This month saw the discovery of the first small and “rocky” planet like ours outside the solar system, Kepler 10b, orbiting a star more than 500 light years away. This month also saw terrible floods in part of Australia. Here I intend to link these two news stories. But don’t worry-I have not gone astrological on you. The link is not a causal one.

Kepler 10b is not much like Earth. It weighs nearly five times as much, orbits a similar star at a much closer range-closer than Mercury is to the sun-and is hot enough on its surface to melt iron. So it is unlikely to hold life, at least of a kind we could empathize with.
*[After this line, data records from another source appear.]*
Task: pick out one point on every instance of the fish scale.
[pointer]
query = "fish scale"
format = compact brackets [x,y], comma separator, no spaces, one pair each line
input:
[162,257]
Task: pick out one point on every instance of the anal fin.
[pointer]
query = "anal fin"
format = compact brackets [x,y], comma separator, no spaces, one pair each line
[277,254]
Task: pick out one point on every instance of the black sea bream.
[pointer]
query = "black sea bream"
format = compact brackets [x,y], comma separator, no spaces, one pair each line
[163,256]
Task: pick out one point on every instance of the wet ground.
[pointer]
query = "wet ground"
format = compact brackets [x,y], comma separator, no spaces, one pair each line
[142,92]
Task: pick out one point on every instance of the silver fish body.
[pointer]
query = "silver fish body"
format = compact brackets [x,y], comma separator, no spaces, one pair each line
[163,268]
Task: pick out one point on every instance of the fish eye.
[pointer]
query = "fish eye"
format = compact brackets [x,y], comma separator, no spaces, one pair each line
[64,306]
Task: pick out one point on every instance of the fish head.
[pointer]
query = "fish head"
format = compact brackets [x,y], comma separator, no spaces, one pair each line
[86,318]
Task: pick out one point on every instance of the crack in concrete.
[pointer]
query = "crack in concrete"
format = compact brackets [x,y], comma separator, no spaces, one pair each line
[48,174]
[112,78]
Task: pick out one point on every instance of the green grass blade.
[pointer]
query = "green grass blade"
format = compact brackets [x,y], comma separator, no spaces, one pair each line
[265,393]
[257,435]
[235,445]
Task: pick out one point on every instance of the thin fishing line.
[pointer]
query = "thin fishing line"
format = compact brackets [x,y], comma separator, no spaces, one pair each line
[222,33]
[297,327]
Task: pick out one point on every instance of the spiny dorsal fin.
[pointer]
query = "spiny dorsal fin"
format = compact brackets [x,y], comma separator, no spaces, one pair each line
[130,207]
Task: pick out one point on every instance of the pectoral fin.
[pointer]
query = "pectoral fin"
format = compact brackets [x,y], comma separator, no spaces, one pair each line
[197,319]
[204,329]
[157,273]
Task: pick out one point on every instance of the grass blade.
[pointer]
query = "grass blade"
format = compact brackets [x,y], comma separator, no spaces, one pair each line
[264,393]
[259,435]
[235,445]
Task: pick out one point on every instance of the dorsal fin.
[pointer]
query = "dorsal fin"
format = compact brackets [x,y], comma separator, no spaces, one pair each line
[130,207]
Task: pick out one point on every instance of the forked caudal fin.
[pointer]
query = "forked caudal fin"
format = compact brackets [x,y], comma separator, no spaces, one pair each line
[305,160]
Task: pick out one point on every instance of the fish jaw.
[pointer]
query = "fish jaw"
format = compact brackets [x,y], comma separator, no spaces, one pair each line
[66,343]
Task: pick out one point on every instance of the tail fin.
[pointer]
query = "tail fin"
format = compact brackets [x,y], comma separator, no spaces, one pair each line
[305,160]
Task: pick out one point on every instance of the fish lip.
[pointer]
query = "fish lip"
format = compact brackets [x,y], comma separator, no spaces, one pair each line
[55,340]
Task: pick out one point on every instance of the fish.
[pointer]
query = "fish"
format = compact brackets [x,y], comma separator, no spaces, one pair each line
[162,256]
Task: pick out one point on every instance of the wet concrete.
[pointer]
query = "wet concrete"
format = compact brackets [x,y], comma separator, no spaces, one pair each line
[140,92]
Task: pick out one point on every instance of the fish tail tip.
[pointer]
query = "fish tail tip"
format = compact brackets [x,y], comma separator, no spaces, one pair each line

But it does confirm that other stars than ours have rocky planets in their solar systems, and given the gazillions of stars out there, it makes it probable that Earth-like planets, tepid enough to melt ice but not boil water, probably exist.

RidleyJames Steinberg

It therefore surely follows that the universe must be teeming with intelligent life. After all, life got going here pretty early in the planet’s story and has now had time to evolve brains big enough to send radio signals into space. Given that many stars are much older than the sun, many planets ought to have achieved the same result a long time ago. In which case, as the physicist Enrico Fermi famously asked, “Where are they?” Why have we not picked up signals from other civilizations?
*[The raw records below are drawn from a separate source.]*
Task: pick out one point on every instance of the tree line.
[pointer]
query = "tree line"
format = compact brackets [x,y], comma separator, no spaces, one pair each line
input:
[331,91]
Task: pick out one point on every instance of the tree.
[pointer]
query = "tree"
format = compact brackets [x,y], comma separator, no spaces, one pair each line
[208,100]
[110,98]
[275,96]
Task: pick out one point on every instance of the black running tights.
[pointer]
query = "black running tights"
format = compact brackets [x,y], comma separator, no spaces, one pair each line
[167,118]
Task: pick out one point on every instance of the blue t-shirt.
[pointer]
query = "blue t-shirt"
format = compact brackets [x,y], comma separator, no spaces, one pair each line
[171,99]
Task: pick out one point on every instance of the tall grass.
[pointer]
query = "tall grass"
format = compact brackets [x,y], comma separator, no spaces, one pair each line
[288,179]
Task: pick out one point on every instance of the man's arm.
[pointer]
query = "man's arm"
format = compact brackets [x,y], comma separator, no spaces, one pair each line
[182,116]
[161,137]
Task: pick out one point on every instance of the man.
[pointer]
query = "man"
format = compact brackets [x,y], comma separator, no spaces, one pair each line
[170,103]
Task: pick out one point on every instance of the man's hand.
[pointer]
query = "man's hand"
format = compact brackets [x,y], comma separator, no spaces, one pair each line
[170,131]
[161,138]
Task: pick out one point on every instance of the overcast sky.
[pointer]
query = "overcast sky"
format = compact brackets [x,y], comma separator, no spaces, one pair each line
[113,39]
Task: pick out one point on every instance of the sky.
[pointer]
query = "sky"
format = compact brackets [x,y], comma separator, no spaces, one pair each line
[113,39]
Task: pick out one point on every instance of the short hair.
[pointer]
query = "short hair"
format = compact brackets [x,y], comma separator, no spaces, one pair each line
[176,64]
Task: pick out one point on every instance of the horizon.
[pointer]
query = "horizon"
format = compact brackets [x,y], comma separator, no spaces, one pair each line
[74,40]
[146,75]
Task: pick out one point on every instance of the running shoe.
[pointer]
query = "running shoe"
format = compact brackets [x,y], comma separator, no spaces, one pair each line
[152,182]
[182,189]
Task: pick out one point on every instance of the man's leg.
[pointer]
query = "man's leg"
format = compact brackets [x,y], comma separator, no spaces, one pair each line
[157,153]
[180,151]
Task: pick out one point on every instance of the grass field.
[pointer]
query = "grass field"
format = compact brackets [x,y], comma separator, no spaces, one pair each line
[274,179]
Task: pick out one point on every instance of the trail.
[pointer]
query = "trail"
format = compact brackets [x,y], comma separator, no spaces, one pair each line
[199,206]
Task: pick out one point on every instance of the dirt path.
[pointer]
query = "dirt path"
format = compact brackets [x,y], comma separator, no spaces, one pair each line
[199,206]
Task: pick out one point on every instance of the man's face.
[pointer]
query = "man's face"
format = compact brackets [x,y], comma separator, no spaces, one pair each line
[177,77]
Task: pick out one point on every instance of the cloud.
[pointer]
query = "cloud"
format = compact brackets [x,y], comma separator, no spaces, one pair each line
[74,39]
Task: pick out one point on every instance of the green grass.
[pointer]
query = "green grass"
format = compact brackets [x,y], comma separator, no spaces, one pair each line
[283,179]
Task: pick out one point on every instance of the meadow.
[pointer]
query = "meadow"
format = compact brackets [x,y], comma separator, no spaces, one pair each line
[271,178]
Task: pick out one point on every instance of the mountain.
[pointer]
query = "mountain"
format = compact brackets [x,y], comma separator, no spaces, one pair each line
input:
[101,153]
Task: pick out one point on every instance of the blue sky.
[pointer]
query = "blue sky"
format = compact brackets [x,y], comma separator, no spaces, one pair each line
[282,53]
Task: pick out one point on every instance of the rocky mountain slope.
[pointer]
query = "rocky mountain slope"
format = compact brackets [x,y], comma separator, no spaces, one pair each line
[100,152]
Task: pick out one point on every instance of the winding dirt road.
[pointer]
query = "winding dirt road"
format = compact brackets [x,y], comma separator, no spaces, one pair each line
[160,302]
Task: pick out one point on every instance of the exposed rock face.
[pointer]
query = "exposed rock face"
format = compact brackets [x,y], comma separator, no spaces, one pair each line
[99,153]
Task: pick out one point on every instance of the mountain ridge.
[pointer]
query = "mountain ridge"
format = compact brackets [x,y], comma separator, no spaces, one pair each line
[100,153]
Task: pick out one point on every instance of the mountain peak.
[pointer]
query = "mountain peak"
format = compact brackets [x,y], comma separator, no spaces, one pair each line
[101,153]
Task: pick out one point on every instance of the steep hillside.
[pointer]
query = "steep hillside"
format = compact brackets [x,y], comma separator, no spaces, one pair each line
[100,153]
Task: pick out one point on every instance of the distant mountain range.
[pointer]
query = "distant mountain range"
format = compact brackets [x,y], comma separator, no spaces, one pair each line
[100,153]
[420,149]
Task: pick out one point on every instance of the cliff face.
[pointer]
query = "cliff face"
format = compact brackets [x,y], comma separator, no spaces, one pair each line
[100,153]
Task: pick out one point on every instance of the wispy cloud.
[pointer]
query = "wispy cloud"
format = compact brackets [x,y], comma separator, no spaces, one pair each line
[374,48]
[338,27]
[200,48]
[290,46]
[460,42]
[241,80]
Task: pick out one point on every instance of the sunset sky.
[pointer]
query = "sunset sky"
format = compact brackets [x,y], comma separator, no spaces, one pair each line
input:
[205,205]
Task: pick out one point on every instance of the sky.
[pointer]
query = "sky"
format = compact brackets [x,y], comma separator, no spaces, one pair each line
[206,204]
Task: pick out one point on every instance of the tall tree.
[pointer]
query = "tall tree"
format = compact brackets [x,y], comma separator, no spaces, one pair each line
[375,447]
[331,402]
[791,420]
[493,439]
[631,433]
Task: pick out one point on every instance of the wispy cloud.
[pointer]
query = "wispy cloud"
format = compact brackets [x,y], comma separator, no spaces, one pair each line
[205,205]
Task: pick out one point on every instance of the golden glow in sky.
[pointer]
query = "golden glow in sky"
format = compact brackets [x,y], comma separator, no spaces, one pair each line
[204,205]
Somewhere in this chain of logic there must be a flaw; otherwise the airwaves would be crammed with alien chat shows. It was the Brazilian cosmologist Carlos Frenk who told me of a flaw that his colleagues see. Life started early in Earth’s history, yes, but it took a long time for us to achieve big enough brains to get technology started. This was because evolution takes time and needs stability.

The Earth has had its share of instability. The most sophisticated life forms kept getting knocked out by catastrophes, of which the near-total extinction of all life at the end of the Permian period and the extinction of the dinosaurs at the end of the Cretaceous are only two recent examples. But actually, the Earth is an astonishingly stable planet. For four billion years, it mostly has maintained not just a similar climate and a similar orbit but a similar rotation pattern, too.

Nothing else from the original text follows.